Step 3 — manuscript compilation¶

cd paper3-frequent-losers/work/v20-editor/submission_clean
pdflatex -interaction=nonstopmode paper_submission_clean.tex
bibtex paper_submission_clean
pdflatex paper_submission_clean.tex
pdflatex paper_submission_clean.tex

Bibliography

The manuscript uses natbib + bibtex with the chicago style (NOT biblatex/biber).
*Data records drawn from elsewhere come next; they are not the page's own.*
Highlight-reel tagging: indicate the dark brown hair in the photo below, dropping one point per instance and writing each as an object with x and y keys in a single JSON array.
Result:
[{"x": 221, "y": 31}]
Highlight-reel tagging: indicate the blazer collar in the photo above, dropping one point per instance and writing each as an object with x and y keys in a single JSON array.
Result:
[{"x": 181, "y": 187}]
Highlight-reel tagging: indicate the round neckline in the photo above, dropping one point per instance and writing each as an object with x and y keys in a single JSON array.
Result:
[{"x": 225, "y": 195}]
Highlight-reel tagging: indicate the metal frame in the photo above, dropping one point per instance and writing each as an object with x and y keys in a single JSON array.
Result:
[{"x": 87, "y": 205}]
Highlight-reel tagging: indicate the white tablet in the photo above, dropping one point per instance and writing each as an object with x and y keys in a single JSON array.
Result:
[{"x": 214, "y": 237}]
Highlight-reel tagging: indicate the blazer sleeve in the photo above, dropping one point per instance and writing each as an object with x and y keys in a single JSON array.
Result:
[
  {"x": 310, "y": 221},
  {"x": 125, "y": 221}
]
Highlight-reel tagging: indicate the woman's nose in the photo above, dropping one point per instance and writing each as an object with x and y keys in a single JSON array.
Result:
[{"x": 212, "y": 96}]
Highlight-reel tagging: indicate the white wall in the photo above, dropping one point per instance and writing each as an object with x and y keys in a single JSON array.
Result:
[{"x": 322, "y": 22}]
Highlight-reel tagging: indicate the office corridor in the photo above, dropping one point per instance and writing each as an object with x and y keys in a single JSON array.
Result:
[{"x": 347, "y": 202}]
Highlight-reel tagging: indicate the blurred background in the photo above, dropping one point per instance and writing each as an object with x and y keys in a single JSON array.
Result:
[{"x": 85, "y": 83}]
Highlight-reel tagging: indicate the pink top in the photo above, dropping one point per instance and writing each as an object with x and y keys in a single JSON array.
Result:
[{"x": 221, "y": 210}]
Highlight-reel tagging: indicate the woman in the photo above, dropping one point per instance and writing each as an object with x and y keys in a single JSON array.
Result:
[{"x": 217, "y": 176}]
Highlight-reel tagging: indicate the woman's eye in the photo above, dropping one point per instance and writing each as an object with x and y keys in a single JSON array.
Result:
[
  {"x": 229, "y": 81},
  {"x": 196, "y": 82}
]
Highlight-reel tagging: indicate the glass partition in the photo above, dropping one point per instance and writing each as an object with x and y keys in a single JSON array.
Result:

Use bibtex for the bibliography pass.

Reproducibility Discipline¶

Component	Specification
Macro binding	Every numeric claim is bound to a `\val*` macro in `values.tex`; no numerals are hardcoded into prose, captions, or table cells.
Provenance	Each macro carries a `% src:` comment naming the script and output CSV that produced it.
Caching	`/tmp/p3_prepared.rds` (analysis dataset) and `/tmp/p3_models.rds` (fitted models) for fast reload.
Threads	`fixest` and `data.table` use `min(detectCores(logical = FALSE), 16)`; DuckDB joins use `PRAGMA threads = 12`.

Computational Environment¶

Component	Specification
OS	WSL2 on Windows (kernel 6.6)
CPU	12–16 cores
RAM	21 GiB
R	4.5
Python	3.12

Runtime

The full pipeline takes approximately 8 minutes on the reference system. The most memory-intensive steps operate on the 40M-row bid-level data; these use DuckDB for out-of-core processing.